Shopping malls across the country are under severe financial distress, with vacancy rates hitting two-decade highs in 2019, reported the Financial Times, citing a new report from Reis Moody’s Analytics.

US retailers announced 9,300 store closings in 2019, according to Coresight, indicating that the retail apocalypse and a massacre of malls are far from over.

Mall operators saw a surge of store closures in 2H19 and ahead of Christmas despite a relatively stable consumer that has been leveraging up via the use of credit cards.

Barbara Denham, a senior economist at Reis, said one notable trend during the 2019 holiday season was the shift in spending habits from brick and mortar stores to online.

Denham said recent vacancy statistics paint a disastrous picture for shopping malls as vacancy rates have surged to a record high of 9.7%.

The latest trend of record-high mall vacancies could be a warning to investors who own retail REITs that are exposed to regional malls and outlet centers.

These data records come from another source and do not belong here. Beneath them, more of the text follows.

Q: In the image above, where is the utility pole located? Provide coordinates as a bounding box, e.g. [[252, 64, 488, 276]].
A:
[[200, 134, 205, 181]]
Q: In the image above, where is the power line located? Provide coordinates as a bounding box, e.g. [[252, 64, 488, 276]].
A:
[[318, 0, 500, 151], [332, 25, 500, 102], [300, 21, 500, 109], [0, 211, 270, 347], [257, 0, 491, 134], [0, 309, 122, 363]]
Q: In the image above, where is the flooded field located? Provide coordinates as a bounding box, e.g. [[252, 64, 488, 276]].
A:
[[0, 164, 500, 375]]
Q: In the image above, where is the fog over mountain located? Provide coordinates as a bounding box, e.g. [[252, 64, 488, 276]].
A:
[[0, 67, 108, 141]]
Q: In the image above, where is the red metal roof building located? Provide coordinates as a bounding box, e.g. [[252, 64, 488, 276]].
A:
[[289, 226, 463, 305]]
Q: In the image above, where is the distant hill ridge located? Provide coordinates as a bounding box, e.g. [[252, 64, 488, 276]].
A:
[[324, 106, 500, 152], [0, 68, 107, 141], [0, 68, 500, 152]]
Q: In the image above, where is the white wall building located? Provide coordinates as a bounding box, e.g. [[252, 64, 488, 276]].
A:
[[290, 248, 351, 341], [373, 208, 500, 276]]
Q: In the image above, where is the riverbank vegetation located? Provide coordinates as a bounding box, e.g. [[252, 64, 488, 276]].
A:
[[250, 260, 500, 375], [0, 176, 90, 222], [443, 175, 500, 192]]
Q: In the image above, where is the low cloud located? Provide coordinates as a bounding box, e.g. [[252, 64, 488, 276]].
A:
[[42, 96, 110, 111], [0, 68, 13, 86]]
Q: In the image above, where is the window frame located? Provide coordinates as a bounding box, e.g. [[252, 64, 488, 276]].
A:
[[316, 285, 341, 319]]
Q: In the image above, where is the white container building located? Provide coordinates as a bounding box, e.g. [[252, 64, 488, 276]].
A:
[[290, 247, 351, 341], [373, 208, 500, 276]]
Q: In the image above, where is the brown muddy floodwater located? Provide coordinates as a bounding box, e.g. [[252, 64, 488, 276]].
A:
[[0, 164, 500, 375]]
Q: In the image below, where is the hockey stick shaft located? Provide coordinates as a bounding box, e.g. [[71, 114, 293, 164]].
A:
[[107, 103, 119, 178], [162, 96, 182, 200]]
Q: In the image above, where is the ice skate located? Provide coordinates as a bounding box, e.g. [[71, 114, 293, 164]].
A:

Mastercard data for the 2019 holiday season confirmed Denham’s view that consumer shifts are underway from brick and mortar to online. Retail sales growth at physical stores between Nov. 1 through Christmas Eve was about 1.2% Y/Y. Overall retail sales, including online sales, for the same period was a modest 3.4%.

Roxanne Meyer, an analyst at MKM Partners, said sales promotions at brick and mortar stores were “shocking” in late 2019. Many of these stores heavily discounted items to attract consumers but even that wasn’t enough to draw in crowds.

Mall landlords have sought to find alternatives for ailing properties; one option has been designating 50% of the mall to retail space and the other 50% to entertainment, such as sports fields to amusement parks. Another option has been the construction of multifamily complexes on the property to keep consumers close to stores.

The death of American malls is real, and it’s not being overstated, the worse has yet to come as more stores are expected to close in 2020.